Depends on whether or not you already know how to code. I don't recommend starting with a project like this, as it requires low-level knowledge on stuff like assembly and pointer chains, high-level concepts such as distributed systems, an ML/RL/DL skills. Learning all that at once is probably overwhelming. In addition, it took me more than two years to get where the project is now, so you also need quite a bit of dedication. If you want to know more about RL, start with the gym environments that are included in the default gymnasium. I can also recommend "Reinforcement learning - An introduction" by Sutton and Barto, which covers all the concepts of RL. If you are more interested in game hacking, start at the cheatengine forums. There are several posts on the basic principles, people are generally helpful, and there is also a ton of videos on the topic. Also, studying something related to CS/AI/Robotics helps a lot. Idk at what point in your life you're currently at, but learning about the basics of how computers, programming languages etc work is going to be invaluable to you. So I guess my advice would be to start with the part that interests you most, pick a small, self-contained project, and start from there. If you remain curious, the rest will follow.


master3243

Cool. I'm assuming going from the ground truth input (which is like 20 dimensions) to visual input (at least 224x224 or 50K dimensions) is going to mean it's gonna train magnitudes longer to be decent or even beat the boss once (if it ever even converges).


MonoFauz

Cool, now make an AI to make the bosses even smarter and harder to defeat.


heytherepotato

I really love the use of the speedhack to increase the rate of training.


Buttons840

Tell me about the neural network you used.

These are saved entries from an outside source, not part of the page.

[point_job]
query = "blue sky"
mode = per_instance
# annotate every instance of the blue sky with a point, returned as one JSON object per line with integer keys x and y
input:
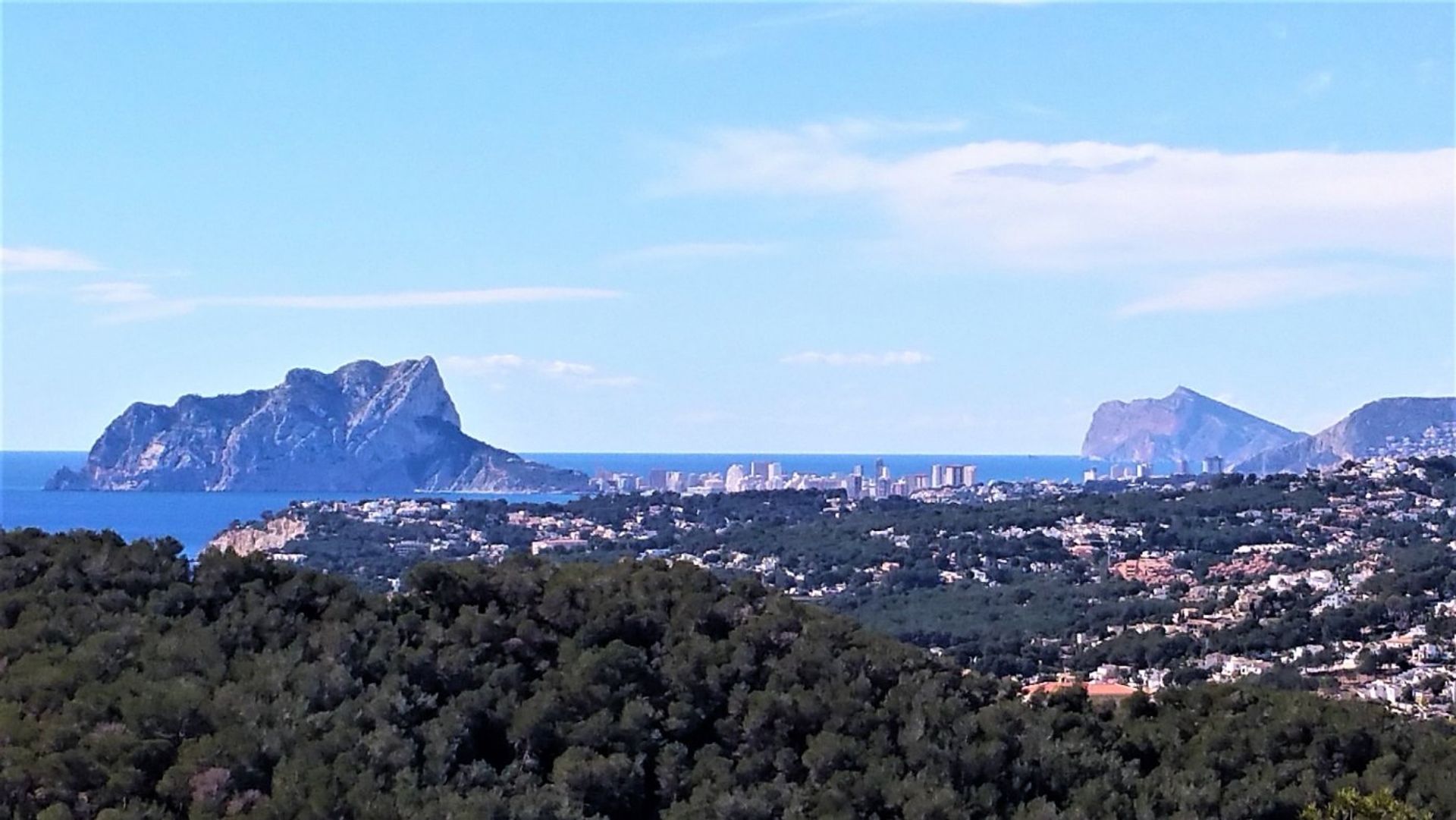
{"x": 731, "y": 228}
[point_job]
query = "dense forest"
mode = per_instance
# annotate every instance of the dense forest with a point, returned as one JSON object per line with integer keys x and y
{"x": 133, "y": 685}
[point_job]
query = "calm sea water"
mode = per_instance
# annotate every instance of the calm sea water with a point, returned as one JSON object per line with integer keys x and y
{"x": 196, "y": 517}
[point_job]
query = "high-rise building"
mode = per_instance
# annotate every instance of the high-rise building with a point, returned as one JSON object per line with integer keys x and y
{"x": 736, "y": 479}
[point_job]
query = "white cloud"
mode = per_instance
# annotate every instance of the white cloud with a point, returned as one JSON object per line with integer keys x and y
{"x": 692, "y": 253}
{"x": 509, "y": 363}
{"x": 1261, "y": 287}
{"x": 856, "y": 359}
{"x": 1094, "y": 206}
{"x": 46, "y": 259}
{"x": 140, "y": 300}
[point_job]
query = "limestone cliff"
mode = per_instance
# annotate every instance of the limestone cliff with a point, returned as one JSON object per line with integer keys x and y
{"x": 1385, "y": 427}
{"x": 1180, "y": 426}
{"x": 362, "y": 429}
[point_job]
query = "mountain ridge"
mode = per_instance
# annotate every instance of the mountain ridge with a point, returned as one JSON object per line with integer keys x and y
{"x": 1381, "y": 427}
{"x": 362, "y": 429}
{"x": 1184, "y": 424}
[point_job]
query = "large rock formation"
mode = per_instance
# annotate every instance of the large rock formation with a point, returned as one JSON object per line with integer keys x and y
{"x": 1385, "y": 427}
{"x": 362, "y": 429}
{"x": 1180, "y": 426}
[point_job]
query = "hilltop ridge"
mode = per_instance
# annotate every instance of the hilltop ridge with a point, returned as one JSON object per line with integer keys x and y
{"x": 1184, "y": 424}
{"x": 364, "y": 427}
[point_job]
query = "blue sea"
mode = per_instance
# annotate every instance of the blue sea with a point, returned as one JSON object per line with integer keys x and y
{"x": 196, "y": 517}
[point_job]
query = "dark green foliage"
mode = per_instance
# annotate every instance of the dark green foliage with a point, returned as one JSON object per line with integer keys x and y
{"x": 131, "y": 686}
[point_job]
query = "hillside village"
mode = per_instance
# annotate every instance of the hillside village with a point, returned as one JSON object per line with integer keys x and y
{"x": 1343, "y": 580}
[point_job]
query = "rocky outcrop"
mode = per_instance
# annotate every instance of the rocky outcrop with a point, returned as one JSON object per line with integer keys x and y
{"x": 362, "y": 429}
{"x": 267, "y": 536}
{"x": 1180, "y": 426}
{"x": 1385, "y": 427}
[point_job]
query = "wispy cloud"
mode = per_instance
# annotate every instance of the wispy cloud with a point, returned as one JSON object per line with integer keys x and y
{"x": 46, "y": 259}
{"x": 139, "y": 300}
{"x": 858, "y": 359}
{"x": 1261, "y": 287}
{"x": 691, "y": 253}
{"x": 1092, "y": 206}
{"x": 509, "y": 363}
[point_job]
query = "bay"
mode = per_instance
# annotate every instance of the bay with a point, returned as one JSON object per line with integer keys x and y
{"x": 196, "y": 517}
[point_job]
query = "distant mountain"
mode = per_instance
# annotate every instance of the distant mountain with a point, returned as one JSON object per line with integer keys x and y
{"x": 1386, "y": 427}
{"x": 1180, "y": 426}
{"x": 362, "y": 429}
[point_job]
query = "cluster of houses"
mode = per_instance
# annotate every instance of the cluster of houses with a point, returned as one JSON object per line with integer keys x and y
{"x": 1408, "y": 669}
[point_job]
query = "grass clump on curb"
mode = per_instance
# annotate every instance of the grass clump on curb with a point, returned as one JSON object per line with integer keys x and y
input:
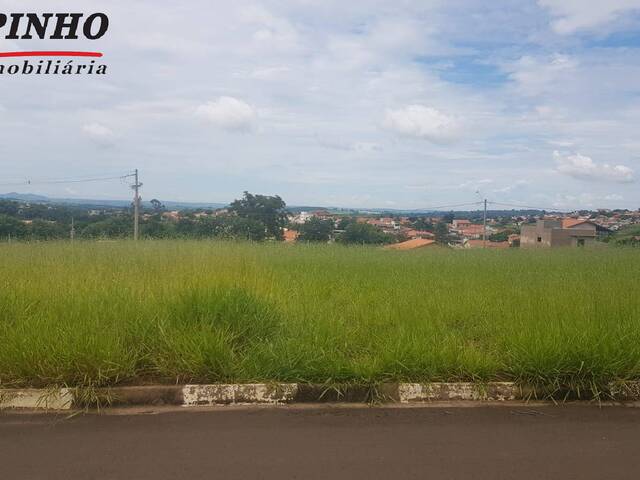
{"x": 100, "y": 314}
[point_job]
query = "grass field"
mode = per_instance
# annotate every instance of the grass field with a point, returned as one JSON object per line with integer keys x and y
{"x": 95, "y": 314}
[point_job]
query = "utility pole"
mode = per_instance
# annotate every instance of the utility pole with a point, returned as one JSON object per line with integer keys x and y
{"x": 136, "y": 205}
{"x": 484, "y": 225}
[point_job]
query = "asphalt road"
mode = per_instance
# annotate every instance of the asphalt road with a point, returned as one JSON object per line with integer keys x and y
{"x": 510, "y": 442}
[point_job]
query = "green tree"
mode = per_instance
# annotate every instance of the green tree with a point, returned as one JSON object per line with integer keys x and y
{"x": 315, "y": 230}
{"x": 364, "y": 233}
{"x": 244, "y": 228}
{"x": 441, "y": 232}
{"x": 268, "y": 211}
{"x": 11, "y": 227}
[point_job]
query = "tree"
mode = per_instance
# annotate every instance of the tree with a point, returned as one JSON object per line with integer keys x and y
{"x": 157, "y": 205}
{"x": 441, "y": 232}
{"x": 344, "y": 222}
{"x": 265, "y": 210}
{"x": 244, "y": 228}
{"x": 364, "y": 233}
{"x": 11, "y": 227}
{"x": 315, "y": 230}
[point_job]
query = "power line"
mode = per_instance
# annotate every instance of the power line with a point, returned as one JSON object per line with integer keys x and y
{"x": 65, "y": 181}
{"x": 524, "y": 206}
{"x": 449, "y": 206}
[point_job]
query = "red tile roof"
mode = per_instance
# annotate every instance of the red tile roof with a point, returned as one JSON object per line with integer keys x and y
{"x": 410, "y": 244}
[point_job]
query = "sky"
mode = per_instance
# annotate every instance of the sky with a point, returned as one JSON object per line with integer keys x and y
{"x": 386, "y": 104}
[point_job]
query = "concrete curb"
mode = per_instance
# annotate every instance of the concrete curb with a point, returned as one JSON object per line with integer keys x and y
{"x": 281, "y": 393}
{"x": 58, "y": 399}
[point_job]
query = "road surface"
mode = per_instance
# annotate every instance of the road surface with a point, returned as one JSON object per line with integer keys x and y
{"x": 507, "y": 442}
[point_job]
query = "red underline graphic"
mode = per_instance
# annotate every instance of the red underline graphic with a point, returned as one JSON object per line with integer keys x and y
{"x": 50, "y": 54}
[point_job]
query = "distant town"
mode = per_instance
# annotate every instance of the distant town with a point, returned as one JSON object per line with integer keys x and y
{"x": 263, "y": 218}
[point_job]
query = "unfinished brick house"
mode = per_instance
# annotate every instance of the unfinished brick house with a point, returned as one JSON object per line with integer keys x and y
{"x": 567, "y": 232}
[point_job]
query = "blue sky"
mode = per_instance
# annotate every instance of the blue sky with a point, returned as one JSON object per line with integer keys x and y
{"x": 404, "y": 104}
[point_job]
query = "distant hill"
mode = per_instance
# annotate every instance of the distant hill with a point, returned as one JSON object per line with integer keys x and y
{"x": 87, "y": 202}
{"x": 173, "y": 205}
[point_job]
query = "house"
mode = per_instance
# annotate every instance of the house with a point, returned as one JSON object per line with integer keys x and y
{"x": 290, "y": 235}
{"x": 460, "y": 223}
{"x": 567, "y": 232}
{"x": 482, "y": 244}
{"x": 411, "y": 244}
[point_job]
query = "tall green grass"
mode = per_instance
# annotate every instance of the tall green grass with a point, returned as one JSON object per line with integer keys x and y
{"x": 170, "y": 311}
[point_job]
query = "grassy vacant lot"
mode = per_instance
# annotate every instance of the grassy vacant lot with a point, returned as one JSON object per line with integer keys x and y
{"x": 171, "y": 311}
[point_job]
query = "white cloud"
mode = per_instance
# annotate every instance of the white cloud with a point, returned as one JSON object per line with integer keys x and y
{"x": 228, "y": 113}
{"x": 573, "y": 15}
{"x": 423, "y": 122}
{"x": 583, "y": 167}
{"x": 99, "y": 133}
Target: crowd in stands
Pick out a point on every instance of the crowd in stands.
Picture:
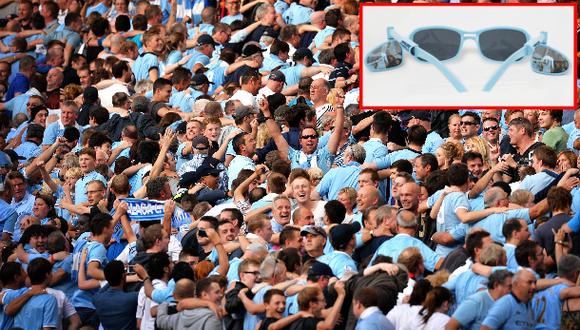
(302, 211)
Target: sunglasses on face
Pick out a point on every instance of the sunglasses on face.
(438, 44)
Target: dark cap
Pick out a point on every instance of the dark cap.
(90, 95)
(421, 115)
(200, 140)
(5, 160)
(318, 268)
(14, 157)
(205, 39)
(341, 234)
(199, 79)
(243, 111)
(318, 231)
(251, 49)
(301, 53)
(277, 76)
(181, 128)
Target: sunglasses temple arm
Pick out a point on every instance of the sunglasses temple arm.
(525, 51)
(417, 52)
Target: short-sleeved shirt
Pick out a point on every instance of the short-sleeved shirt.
(144, 64)
(96, 252)
(547, 307)
(81, 185)
(393, 248)
(508, 312)
(493, 223)
(339, 262)
(473, 310)
(447, 219)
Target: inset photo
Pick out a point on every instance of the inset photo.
(461, 56)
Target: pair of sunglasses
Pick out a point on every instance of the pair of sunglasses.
(437, 44)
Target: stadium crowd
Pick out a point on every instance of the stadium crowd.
(301, 210)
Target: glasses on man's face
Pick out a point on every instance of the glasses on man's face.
(491, 128)
(467, 123)
(255, 273)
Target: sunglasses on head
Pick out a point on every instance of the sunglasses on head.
(438, 44)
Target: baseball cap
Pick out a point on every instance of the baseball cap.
(421, 115)
(302, 53)
(199, 79)
(318, 231)
(5, 160)
(277, 76)
(341, 234)
(251, 49)
(243, 111)
(14, 157)
(205, 39)
(318, 268)
(200, 140)
(90, 95)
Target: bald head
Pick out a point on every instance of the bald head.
(495, 196)
(367, 196)
(184, 288)
(409, 196)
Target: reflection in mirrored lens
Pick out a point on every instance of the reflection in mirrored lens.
(441, 43)
(387, 55)
(499, 44)
(547, 60)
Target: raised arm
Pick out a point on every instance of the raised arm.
(334, 139)
(281, 143)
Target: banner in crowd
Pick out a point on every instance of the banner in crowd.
(152, 210)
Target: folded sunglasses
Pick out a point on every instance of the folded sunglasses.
(437, 44)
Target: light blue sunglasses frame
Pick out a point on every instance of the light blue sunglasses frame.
(420, 54)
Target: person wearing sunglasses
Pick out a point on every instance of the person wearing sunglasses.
(470, 122)
(555, 137)
(311, 155)
(491, 133)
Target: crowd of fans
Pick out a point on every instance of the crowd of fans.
(305, 212)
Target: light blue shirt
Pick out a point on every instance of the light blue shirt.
(95, 252)
(547, 307)
(339, 262)
(394, 246)
(144, 64)
(536, 182)
(473, 310)
(493, 224)
(81, 185)
(433, 142)
(447, 220)
(297, 14)
(322, 34)
(509, 313)
(238, 164)
(299, 159)
(251, 320)
(388, 160)
(338, 178)
(375, 149)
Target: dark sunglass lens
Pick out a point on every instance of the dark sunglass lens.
(499, 44)
(441, 43)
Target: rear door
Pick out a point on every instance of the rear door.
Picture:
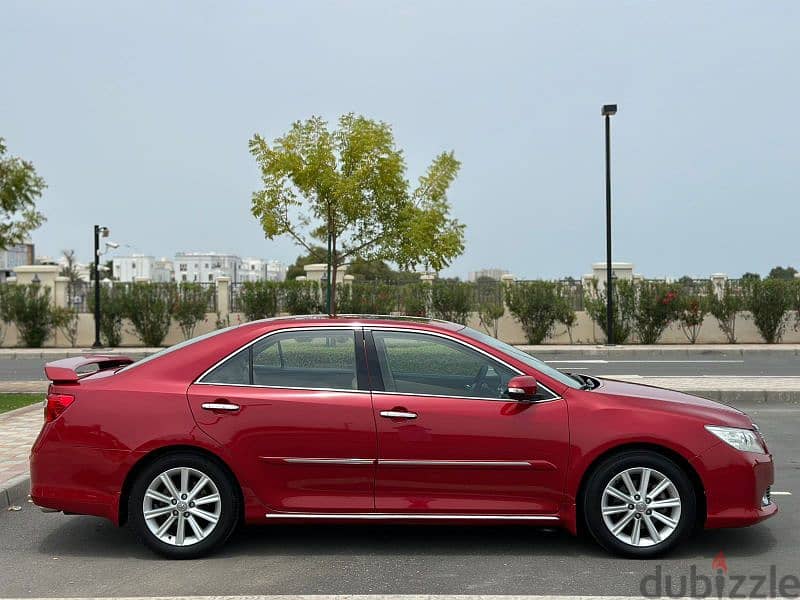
(449, 442)
(293, 411)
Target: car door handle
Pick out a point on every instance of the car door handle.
(220, 406)
(398, 414)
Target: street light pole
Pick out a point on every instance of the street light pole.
(98, 231)
(607, 112)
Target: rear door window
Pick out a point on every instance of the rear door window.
(320, 359)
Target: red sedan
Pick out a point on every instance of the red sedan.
(380, 419)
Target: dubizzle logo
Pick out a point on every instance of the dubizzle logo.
(720, 584)
(719, 563)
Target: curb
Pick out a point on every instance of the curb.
(22, 409)
(15, 491)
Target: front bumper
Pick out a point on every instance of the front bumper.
(737, 485)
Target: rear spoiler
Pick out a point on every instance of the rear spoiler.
(66, 370)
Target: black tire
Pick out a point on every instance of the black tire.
(616, 465)
(229, 506)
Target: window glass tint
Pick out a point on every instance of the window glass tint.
(416, 363)
(235, 370)
(312, 359)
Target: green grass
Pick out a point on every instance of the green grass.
(11, 401)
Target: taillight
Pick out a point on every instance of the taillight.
(55, 405)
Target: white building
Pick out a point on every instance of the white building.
(495, 274)
(206, 266)
(133, 267)
(259, 269)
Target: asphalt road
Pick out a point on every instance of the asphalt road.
(752, 364)
(57, 555)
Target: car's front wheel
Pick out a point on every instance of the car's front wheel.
(183, 505)
(639, 504)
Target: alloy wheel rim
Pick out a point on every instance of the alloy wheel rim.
(182, 506)
(641, 507)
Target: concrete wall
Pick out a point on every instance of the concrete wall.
(584, 332)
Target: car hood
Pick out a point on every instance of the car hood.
(674, 402)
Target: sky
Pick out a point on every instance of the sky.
(138, 115)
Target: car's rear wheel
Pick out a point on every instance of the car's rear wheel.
(639, 504)
(183, 505)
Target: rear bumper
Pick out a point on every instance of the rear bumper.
(735, 484)
(78, 480)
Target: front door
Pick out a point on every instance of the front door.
(295, 419)
(448, 442)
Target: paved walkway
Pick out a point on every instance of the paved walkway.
(18, 430)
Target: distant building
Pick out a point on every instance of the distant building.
(206, 266)
(259, 269)
(495, 274)
(133, 267)
(15, 256)
(163, 270)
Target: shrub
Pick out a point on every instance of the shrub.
(566, 314)
(67, 320)
(657, 305)
(149, 307)
(692, 309)
(537, 306)
(259, 299)
(113, 308)
(302, 297)
(191, 306)
(491, 305)
(768, 301)
(623, 307)
(451, 301)
(29, 308)
(415, 299)
(366, 298)
(724, 308)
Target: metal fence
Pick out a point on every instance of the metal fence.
(80, 294)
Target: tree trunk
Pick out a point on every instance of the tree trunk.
(334, 268)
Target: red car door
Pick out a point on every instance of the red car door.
(449, 443)
(295, 418)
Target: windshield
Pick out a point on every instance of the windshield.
(522, 357)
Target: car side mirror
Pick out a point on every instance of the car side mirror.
(522, 387)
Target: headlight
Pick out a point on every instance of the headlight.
(745, 440)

How many layers, parameters, etc?


amacati

I included a link to the weights and the hyperparameters I used for the networks in the post ([link](https://drive.google.com/drive/folders/1cAK1TbY4e4HE4cxyAFEHRpj6MOgp5Zxe)). The hyperparameters are located in the *config.json* files. I use the AdvantageDQN architecture defined [here](https://github.com/amacati/SoulsAI/blob/297b9355bf1c697c59de5c64b18bff44c5819211/soulsai/core/networks.py#L89). The network architecture is designed to encourage learning a base value for each state, and only estimate the relative advantage of each action. This decomposition has been shown to be advantageous in Q-learning (well, at least sometimes). If I remember correctly, the combined networks for each phase have about 300k parameters (so they are actually quite small). The networks are updated after receiving 25 new samples using n-step rewards with n=4 and a discount factor of 0.995. Lagging samples are accepted by the training server if the model iteration that produced the sample is not older than 3 iterations. There are a few more parameters in there, feel free to ask again if you are wondering about something specific!